Abstract:The emergence of deep learning (DL) has provided great opportunities for the high-throughput analysis of atomic-resolution micrographs. However, the DL models trained by image patches in fixed size generally lack efficiency and flexibility when processing micrographs containing diversified atomic configurations. Herein, inspired by the similarity between the atomic structures and graphs, we describe a few-shot learning framework based on an equivariant graph neural network (EGNN) to analyze a library of atomic structures (e.g., vacancies, phases, grain boundaries, doping, etc.), showing significantly promoted robustness and three orders of magnitude reduced computing parameters compared to the image-driven DL models, which is especially evident for those aggregated vacancy lines with flexible lattice distortion.
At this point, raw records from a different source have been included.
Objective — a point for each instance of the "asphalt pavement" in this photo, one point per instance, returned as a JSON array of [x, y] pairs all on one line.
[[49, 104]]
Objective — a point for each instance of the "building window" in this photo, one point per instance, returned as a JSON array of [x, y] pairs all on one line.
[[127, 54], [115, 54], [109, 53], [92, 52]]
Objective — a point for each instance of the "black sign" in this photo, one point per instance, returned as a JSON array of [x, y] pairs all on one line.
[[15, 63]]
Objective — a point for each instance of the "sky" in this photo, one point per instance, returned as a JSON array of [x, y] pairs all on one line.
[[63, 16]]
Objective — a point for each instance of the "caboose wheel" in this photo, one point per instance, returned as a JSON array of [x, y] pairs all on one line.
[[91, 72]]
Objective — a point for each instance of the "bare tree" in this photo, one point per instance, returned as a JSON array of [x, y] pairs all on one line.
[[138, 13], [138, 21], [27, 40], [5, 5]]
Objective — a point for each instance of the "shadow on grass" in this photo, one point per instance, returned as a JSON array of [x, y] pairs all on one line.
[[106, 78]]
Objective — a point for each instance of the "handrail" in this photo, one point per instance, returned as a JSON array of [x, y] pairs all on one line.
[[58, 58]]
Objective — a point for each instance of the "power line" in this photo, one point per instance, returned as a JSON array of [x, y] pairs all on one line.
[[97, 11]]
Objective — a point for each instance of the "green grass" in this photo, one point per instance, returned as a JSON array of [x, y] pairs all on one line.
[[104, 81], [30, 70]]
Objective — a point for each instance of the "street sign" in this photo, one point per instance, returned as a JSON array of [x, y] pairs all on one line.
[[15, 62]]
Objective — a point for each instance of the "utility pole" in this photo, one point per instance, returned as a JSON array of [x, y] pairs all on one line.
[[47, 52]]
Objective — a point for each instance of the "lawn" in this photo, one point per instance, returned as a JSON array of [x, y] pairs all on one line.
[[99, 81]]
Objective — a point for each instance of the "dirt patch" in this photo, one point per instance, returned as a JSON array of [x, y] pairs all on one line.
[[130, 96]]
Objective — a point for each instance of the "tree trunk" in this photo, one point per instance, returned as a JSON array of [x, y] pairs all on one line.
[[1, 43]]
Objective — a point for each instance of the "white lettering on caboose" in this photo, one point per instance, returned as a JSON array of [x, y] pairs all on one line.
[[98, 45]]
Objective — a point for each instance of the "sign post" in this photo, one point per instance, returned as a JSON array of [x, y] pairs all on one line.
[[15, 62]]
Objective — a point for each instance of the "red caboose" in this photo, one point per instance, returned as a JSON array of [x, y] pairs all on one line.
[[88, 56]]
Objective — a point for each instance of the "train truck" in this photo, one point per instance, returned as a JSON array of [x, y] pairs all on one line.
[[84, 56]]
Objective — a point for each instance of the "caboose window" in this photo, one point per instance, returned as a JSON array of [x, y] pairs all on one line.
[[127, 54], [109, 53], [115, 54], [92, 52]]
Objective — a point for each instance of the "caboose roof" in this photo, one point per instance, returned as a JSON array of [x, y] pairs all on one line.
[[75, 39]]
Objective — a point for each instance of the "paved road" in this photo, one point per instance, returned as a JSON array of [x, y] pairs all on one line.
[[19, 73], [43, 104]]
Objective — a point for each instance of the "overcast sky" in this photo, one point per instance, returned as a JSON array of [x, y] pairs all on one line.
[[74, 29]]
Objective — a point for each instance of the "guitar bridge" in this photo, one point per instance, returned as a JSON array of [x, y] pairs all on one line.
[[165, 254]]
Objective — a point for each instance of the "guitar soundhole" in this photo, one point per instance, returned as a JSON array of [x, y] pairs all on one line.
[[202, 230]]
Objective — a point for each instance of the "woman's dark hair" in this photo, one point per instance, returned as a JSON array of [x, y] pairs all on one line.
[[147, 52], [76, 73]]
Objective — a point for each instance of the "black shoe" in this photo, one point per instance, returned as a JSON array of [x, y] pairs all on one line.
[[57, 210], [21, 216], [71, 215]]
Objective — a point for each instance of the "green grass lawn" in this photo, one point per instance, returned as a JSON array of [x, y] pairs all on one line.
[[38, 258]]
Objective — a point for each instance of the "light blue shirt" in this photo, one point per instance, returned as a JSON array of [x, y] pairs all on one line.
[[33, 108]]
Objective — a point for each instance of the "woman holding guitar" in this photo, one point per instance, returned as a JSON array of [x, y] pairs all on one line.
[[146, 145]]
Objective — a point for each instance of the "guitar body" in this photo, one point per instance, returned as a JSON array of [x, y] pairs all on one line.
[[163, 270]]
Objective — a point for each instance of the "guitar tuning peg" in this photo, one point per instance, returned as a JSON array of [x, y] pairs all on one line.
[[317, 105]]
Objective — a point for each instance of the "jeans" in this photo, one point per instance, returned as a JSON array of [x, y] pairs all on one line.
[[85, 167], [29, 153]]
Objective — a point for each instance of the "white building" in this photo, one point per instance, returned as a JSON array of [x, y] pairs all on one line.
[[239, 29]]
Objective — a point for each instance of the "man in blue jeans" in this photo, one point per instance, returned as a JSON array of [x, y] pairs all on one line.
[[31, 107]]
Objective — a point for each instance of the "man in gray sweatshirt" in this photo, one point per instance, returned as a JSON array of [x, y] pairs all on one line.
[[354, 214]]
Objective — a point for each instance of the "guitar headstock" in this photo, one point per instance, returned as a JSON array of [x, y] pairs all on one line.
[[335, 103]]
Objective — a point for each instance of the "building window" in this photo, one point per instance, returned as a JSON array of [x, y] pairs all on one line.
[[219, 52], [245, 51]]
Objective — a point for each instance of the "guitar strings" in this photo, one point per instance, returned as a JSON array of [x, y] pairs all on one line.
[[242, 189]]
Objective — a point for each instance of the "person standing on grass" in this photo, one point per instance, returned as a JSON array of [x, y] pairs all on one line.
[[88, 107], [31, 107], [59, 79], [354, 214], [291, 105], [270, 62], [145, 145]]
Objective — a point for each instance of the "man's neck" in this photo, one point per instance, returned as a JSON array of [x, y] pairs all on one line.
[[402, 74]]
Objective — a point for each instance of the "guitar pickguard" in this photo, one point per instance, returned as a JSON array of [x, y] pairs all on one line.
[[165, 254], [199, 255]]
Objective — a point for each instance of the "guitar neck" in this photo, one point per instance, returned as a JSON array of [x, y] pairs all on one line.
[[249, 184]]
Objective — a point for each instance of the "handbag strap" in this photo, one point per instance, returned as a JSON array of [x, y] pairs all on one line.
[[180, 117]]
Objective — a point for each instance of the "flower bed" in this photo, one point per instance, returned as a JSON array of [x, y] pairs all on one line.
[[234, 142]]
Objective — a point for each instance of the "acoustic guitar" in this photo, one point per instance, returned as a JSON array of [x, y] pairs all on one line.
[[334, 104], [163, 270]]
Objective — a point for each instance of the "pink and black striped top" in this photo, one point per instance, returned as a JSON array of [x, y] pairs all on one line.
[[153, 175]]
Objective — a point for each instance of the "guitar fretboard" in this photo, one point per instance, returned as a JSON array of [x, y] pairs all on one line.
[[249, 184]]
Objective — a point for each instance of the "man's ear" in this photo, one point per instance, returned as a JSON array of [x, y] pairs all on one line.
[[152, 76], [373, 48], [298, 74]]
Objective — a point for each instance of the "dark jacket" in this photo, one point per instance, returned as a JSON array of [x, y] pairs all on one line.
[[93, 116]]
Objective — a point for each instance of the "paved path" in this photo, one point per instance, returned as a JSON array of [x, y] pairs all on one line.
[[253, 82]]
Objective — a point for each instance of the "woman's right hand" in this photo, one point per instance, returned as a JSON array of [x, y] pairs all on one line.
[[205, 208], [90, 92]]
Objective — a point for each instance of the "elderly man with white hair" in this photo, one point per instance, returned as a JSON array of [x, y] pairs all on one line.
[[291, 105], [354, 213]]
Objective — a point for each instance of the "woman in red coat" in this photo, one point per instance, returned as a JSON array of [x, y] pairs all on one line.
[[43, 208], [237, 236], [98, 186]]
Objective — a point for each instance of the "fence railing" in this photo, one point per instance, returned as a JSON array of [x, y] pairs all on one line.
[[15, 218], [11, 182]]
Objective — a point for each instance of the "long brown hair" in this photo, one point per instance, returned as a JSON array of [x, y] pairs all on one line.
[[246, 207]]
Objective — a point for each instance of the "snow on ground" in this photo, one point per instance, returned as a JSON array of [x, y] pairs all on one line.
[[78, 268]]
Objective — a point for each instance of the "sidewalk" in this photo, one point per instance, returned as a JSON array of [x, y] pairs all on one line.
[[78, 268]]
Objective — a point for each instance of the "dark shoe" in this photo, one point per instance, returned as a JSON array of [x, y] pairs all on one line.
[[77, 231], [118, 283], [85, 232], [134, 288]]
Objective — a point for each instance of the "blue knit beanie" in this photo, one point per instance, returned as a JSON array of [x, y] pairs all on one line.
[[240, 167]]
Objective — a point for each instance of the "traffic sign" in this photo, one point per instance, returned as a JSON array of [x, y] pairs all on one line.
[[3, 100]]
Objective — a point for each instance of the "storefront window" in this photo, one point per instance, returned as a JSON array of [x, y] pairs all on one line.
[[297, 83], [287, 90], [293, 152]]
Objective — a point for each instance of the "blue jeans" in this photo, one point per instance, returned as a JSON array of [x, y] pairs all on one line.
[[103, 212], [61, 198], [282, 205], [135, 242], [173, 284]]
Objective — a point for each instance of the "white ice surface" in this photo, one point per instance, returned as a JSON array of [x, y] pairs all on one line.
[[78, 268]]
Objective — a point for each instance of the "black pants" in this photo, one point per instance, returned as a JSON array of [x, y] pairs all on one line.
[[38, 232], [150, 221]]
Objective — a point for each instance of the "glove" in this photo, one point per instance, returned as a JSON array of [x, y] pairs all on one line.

Besides, the intuitiveness of graphs enables quantitative and straightforward extraction of the atomic-scale structural features in batches, thus statistically unveiling the self-assembly dynamics of vacancy lines under electron beam irradiation. A versatile model toolkit is established by integrating EGNN sub-models for single structure recognition to process images involving varied configurations in the form of a task chain, leading to the discovery of novel doping configurations with superior electrocatalytic properties for hydrogen evolution reactions. This work provides a powerful tool to explore structure diversity in a fast, accurate, and intelligent manner.